James Markarian, CTO, SnapLogic sat down with Jeff Frick from theCUBE to discuss the evolving big data landscape.
More videos from SnapLogic Innovation Day 2018:
- Gaurav Dhillon on the future of enterprise integration
- Greg Benson on how AI is accelerating app and data integration.
- Craig Stewart on the role of APIs and new integration with Apigee Edge.
- Diletta D’Onofrio on the role of integration in digital transformation success.
- Omar Nawaz on his approach to digital transformation at Quantum.
>> Announcer: From San Mateo,California, it’s theCUBE! Covering SnapLogic, Innovation Day, 2018. Brought to you by SnapLogic.
>> Hey welcome back everybody,Jeff Frick here with theCUBE. We are in San Mateo, at what they call the crossroads, it’s 92 and 101. If you’re coming by and probably sitting in a traffic, look up and you’ll see SnapLogic. It’s their new offices. We’re really excited to be here for Innovation Day. We’re excited to have this CTO, James Markarian. James, great to see you and I guess, we last talked was a couple years ago in New York City.
>> Yeah that’s right, and why was I there? It was like a big data show.>> That’s right.
>> And we are two years later talking about big data.
>> Big data, big data is fading a little bit, because now big data is really an engine, that’s powering this new thing that’s so exciting, which is all about analytics,and machine learning, and we’re going to eventually stop saying artificial intelligence and say augmented intelligence, ’cause there’s really nothing artificial about it.
>> Yeah and we might stop saying big data and just talk about data because it’s becoming so ubiquitous.
>> Jeff: Right.
>> I know that big data, it’s not necessarily going away but it’s sort of how we’re thinking about handling it is, like kind of evolved over time, especially in the last couple of years.
>> That’s what we’re kind of seeing from our customers.
>> ‘Cause there’s kind of an ingredient now, right? It’s no longer this new shiny object now. It’s just part of the infrastructure that helps you get everything else done.
>> Yeah, and I think when you think about it, from like, an enterprise point of view, that that shift is going from experimentation to operationalizing. I think that the things you look for in experimentation, there’s like, one set of things here looking for proving out the overall value, regardless maybe of costand uptime and other things and as you operationalize you start thinking about other considerations that obviously Enterprise IT has to think about.

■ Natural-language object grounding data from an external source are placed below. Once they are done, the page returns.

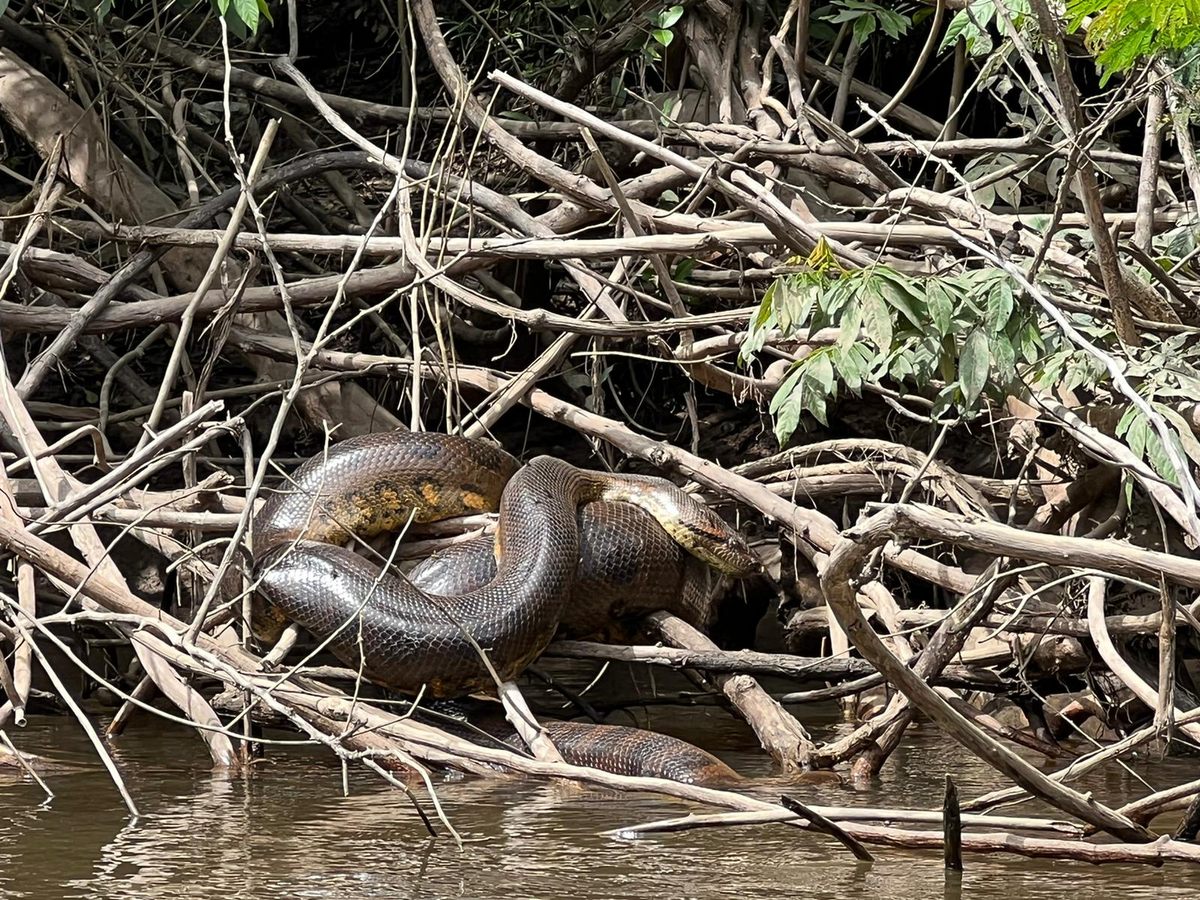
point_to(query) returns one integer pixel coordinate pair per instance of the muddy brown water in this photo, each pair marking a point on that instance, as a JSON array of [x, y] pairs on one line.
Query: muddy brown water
[[289, 832]]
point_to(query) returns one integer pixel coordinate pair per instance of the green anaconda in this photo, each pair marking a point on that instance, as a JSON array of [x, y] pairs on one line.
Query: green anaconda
[[407, 637]]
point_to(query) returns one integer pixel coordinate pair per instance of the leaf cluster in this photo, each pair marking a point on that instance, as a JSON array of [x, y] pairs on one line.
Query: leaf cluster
[[1122, 31], [954, 337]]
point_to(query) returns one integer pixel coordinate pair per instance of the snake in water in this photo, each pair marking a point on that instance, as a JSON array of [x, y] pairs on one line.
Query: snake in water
[[634, 533]]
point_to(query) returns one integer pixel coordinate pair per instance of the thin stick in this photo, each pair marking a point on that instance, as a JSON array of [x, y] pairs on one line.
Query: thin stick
[[823, 825]]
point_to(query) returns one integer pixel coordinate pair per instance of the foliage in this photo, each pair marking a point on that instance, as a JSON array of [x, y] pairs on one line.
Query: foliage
[[243, 16], [1122, 31], [1163, 373], [661, 34], [973, 24], [955, 337], [865, 18]]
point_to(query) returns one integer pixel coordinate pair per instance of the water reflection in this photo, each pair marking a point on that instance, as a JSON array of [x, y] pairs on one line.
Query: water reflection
[[288, 832]]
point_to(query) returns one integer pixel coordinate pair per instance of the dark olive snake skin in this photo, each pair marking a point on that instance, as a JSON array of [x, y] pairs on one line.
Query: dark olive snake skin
[[408, 639]]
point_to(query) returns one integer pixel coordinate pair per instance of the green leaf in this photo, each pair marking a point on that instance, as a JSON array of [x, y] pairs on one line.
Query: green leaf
[[670, 16], [1003, 358], [940, 305], [1188, 442], [973, 365], [850, 325], [820, 370], [1000, 305], [852, 366], [899, 293], [877, 322], [863, 28], [247, 11], [1138, 435]]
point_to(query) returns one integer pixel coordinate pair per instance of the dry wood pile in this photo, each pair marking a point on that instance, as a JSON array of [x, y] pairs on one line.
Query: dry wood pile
[[977, 495]]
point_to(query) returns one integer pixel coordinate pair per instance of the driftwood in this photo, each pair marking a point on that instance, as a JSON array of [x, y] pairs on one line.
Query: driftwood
[[192, 303]]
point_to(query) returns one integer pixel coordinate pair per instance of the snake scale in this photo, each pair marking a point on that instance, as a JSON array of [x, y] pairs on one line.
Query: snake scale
[[573, 549]]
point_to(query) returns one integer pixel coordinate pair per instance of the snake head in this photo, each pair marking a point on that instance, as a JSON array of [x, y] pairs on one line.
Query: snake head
[[712, 539]]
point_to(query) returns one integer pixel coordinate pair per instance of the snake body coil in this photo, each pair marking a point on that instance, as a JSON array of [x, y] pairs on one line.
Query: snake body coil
[[409, 639]]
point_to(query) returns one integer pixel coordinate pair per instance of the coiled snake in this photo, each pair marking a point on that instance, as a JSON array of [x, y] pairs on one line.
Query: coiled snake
[[431, 635]]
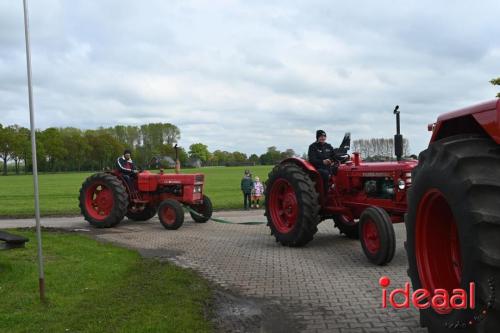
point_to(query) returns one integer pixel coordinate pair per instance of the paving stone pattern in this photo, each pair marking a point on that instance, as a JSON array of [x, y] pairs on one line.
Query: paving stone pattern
[[327, 286]]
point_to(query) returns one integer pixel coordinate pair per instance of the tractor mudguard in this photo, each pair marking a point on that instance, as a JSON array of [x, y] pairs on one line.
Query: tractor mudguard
[[481, 119], [311, 170]]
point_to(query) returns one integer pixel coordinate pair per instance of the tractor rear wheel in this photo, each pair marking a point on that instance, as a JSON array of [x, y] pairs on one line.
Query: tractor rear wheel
[[143, 215], [171, 214], [204, 210], [103, 200], [292, 207], [453, 229], [347, 226], [377, 235]]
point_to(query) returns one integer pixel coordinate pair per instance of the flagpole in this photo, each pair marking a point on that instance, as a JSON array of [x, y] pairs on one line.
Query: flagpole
[[41, 275]]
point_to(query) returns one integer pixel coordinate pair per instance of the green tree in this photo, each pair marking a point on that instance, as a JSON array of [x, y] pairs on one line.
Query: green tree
[[496, 82], [272, 156], [55, 152], [77, 148], [199, 150], [239, 157], [254, 159], [287, 154]]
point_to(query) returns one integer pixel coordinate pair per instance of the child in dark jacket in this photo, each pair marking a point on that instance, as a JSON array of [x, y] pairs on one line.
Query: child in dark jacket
[[246, 188]]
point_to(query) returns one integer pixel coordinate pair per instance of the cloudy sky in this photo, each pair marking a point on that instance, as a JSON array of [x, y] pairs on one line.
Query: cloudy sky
[[246, 75]]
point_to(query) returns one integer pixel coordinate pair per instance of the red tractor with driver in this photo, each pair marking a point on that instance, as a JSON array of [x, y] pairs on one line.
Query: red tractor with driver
[[452, 202], [363, 199], [106, 198]]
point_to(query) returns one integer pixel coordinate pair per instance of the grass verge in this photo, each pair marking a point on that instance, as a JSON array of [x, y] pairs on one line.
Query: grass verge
[[97, 287], [59, 192]]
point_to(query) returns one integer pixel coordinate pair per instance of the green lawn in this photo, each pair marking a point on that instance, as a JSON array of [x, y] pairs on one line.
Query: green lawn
[[59, 192], [96, 287]]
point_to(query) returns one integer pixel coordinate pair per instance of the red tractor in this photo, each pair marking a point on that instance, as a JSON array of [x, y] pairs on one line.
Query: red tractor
[[106, 198], [453, 220], [363, 199]]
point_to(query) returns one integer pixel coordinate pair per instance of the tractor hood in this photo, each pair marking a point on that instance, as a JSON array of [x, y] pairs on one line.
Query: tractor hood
[[377, 169]]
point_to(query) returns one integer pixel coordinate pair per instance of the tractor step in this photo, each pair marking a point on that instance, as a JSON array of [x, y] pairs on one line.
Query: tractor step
[[11, 241]]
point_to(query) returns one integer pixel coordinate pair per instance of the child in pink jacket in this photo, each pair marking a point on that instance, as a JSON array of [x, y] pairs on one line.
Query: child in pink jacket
[[257, 192]]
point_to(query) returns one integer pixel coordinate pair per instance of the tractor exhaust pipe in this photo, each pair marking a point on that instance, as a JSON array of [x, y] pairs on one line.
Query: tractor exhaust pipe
[[177, 162], [398, 138]]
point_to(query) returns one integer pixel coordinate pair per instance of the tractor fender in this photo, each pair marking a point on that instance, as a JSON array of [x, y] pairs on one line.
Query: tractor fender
[[306, 165], [309, 168], [483, 119]]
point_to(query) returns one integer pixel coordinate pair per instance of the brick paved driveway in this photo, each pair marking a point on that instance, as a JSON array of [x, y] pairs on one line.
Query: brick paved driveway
[[327, 286]]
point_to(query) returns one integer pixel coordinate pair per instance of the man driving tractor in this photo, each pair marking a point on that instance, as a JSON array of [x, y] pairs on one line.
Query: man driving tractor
[[127, 168], [321, 155]]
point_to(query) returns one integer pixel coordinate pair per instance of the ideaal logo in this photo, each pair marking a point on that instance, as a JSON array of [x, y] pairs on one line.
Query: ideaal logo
[[440, 299]]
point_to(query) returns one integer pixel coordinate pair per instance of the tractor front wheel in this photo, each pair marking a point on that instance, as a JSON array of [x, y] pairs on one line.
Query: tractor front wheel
[[292, 207], [171, 214], [103, 200], [453, 229], [203, 210], [377, 235]]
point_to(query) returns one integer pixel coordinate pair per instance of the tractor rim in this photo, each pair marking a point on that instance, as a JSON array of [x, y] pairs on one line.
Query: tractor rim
[[371, 237], [436, 233], [168, 215], [99, 201], [284, 207]]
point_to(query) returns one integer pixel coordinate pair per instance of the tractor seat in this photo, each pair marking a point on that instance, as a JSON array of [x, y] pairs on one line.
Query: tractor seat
[[11, 241]]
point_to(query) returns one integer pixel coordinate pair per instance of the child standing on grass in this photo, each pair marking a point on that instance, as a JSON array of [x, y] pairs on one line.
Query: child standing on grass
[[246, 188], [257, 192]]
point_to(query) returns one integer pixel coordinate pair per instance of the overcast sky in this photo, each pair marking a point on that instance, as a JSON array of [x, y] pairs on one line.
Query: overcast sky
[[246, 75]]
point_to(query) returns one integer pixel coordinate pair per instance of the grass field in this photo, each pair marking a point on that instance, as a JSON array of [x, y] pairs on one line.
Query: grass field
[[96, 287], [59, 192]]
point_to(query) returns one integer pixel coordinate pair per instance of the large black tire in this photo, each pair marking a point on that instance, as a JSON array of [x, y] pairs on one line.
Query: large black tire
[[453, 229], [205, 210], [347, 227], [292, 207], [103, 200], [171, 214], [147, 213], [377, 237]]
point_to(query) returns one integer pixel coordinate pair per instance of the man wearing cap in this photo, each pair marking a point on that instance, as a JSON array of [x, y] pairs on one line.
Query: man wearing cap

>> Right, so if you think back to like, Hadoop Summit and Hadoop World who were first cracking their teeth, like in 2010 or around that time frame, one of the big discussions that always comes up and that was before kind of the rise of public cloud, you know which has really taken off over the last several years, there’s this kind of ongoing debate between, do you move the data to the compute or do you move the compute to the data? There was always like, this monster data gravity issue which was almost insurmountable and many would say, oh, you’re never going to get all your data into the cloud. It’s just way too hard and way too expensive. But, now Amazon has Snowball and Snowball isn’t big enough. They actually had a diesel truck that’ll come and help you come move your data. Amazon rolled that thing across the stage a couple of years ago. The data gravity thing seems to be less and if you think of a world with infinite compute, infinite stored, infinite networking asyndetically approaching zero, not necessarily good news for some vendors out there but that’s a world that we’re eventually getting to that changes the way that you organize all this stuff.

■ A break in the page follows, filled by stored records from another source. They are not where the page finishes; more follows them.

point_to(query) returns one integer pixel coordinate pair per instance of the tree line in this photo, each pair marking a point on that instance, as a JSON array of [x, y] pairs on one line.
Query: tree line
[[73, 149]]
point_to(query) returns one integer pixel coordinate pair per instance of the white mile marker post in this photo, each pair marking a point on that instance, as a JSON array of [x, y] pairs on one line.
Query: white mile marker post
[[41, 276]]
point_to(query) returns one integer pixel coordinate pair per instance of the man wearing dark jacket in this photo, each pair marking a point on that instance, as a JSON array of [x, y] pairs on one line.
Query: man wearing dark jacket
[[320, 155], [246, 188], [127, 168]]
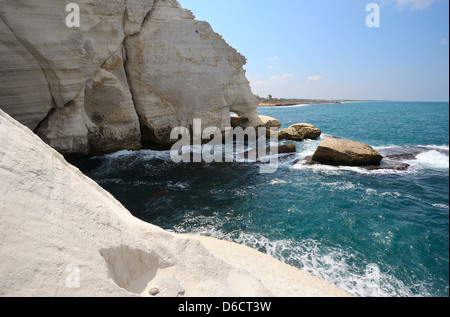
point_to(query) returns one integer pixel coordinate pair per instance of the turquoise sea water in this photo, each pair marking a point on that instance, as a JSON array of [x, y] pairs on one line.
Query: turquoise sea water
[[371, 233]]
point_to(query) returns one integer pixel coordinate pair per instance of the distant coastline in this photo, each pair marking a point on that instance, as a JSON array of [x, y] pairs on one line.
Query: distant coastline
[[294, 102]]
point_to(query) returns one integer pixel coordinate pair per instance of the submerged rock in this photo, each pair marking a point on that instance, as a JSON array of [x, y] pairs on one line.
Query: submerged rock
[[134, 70], [345, 152]]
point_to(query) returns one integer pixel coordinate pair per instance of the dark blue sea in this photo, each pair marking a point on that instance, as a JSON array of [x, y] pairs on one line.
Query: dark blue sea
[[371, 233]]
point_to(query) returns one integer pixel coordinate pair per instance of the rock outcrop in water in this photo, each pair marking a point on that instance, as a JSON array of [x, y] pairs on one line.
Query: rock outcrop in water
[[345, 152], [63, 235], [300, 132], [132, 71]]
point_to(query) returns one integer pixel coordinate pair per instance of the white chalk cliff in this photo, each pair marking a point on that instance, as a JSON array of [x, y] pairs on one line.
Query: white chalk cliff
[[61, 234], [132, 71]]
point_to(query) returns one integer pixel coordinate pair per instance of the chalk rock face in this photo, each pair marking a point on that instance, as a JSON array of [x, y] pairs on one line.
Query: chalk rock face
[[348, 153], [27, 100], [132, 71], [180, 70], [307, 131], [62, 235]]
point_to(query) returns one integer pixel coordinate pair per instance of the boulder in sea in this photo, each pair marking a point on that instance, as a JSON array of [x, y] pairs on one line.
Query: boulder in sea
[[347, 153], [263, 121], [290, 134], [308, 131]]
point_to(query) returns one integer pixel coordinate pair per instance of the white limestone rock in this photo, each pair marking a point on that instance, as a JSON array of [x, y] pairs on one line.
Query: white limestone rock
[[24, 91], [63, 235]]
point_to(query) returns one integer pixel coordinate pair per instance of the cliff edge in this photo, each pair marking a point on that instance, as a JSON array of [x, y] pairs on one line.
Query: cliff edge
[[131, 72]]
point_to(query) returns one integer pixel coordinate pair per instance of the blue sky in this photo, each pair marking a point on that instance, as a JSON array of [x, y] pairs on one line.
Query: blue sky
[[323, 48]]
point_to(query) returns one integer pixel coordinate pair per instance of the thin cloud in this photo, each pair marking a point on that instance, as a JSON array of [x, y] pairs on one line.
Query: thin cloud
[[414, 4], [314, 78]]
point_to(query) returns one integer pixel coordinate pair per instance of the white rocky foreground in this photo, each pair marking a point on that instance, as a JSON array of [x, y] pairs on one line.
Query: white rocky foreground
[[56, 223], [134, 70]]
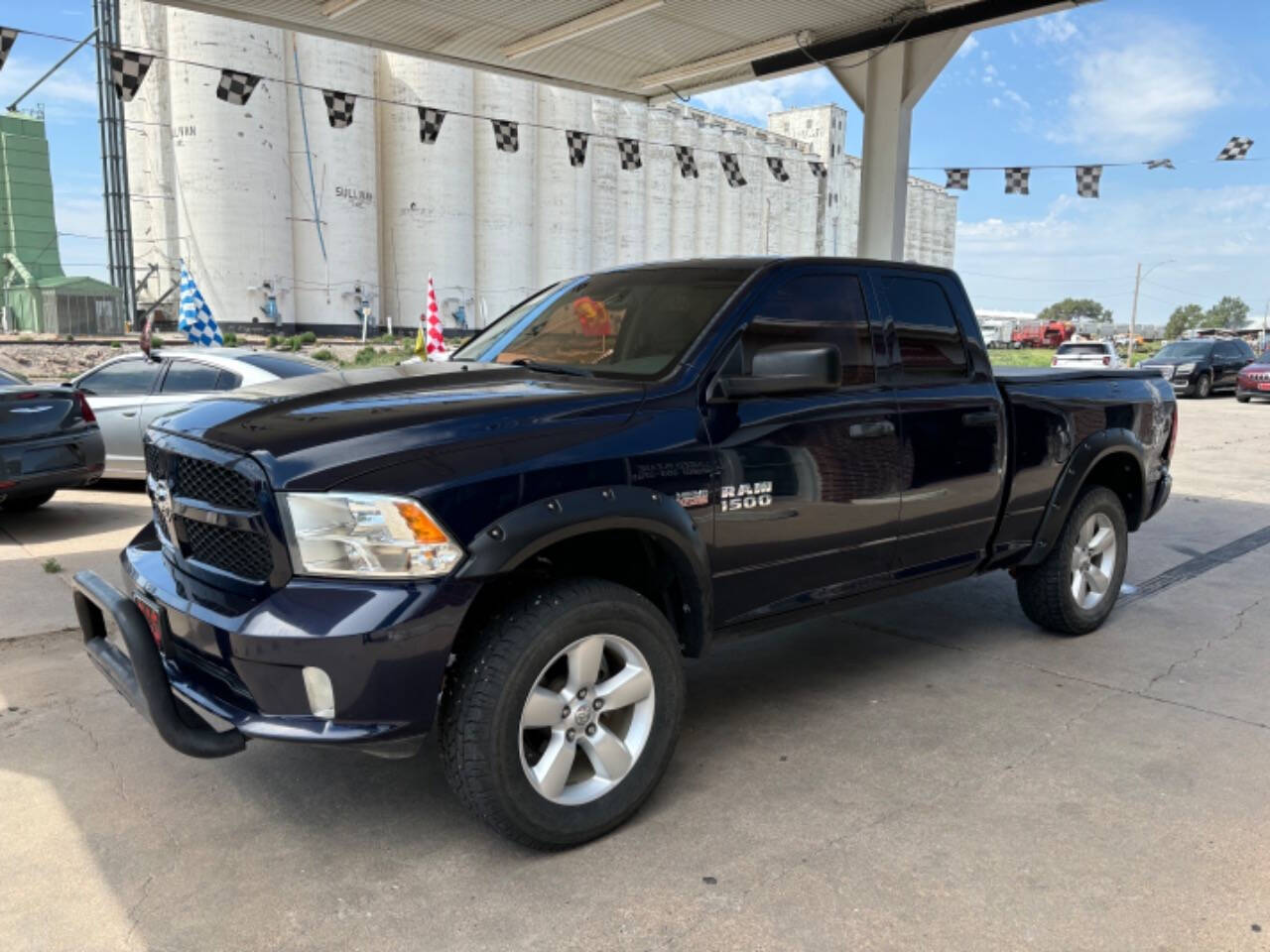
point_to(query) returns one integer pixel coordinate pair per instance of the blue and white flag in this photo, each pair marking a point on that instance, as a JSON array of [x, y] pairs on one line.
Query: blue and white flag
[[195, 316]]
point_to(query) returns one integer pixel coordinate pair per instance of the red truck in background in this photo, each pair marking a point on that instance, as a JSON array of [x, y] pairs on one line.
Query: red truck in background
[[1042, 334]]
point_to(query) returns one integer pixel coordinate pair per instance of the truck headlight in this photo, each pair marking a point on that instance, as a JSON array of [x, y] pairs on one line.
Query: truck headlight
[[356, 534]]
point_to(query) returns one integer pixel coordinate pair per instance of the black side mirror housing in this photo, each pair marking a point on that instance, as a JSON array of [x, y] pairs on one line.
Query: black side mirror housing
[[786, 370]]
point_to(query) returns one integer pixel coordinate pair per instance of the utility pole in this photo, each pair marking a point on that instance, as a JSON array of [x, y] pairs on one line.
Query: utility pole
[[1133, 315]]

>> Yeah, I think so and so much has changed. I was fortunate to be one of the early speakers, like I used to do Worlds and everything, and I was adamantly proclaiming you know, the destiny of Hadoop as bright and shiny and there’s this question about what really happened. I think that there’s a kind of a few different variables that kind of shifted at the same time. One, is of course, this like glut of computing in the cloud happened and there are so many variables moving at once. It’s like, How much time do you have Jeff?
>> Ask them to get a couple more drinks for us.
>> Seeing our lovely new headquarters here and one of the things is that there is no big data center. We have a little closet with some of the servers we keep around but mostly, everything we do is on Amazon. You’re even looking at things like, commercial real estate is changing because I don’t need all the cooling and the power and the space for my data center that I once had.
>> Jeff: Right, right.
>> I become a lot more space efficient than I used to be and so the cloud is really kind of changing everything. On the data side, you mention this like, interesting philosophical shift, going from I couldn’t possibly do it in the cloud to why in the world would we not do things in the cloud. Maybe the one stall word in there being some fears about security. Obviously there’s been a lot of breaches. I think that there’s still a lot of introspection everyone needs to do about, are my on premise systems actually more secure than some of these cloud providers? It’s really not clear that we know the answer to that. In fact, we suspect that some of the cloud providers are actually more secure because they are professionals about it and they have the best practice.
>> And a whole lot of money.
>> The other thing that happened that you didn’t mention, that’s approaching infinity and we’re not quite there yet, is interconnect speeds. So it used to be the case that I have a bunch of mainframes and I have a tier rating system and I have a high speed interconnect that puts the two together. Now with fiber network sand just in general, you can run super high speed, like WAN. Especially if you don’t care quite as much about latency. So if 500 millisecond latency is still okay with you.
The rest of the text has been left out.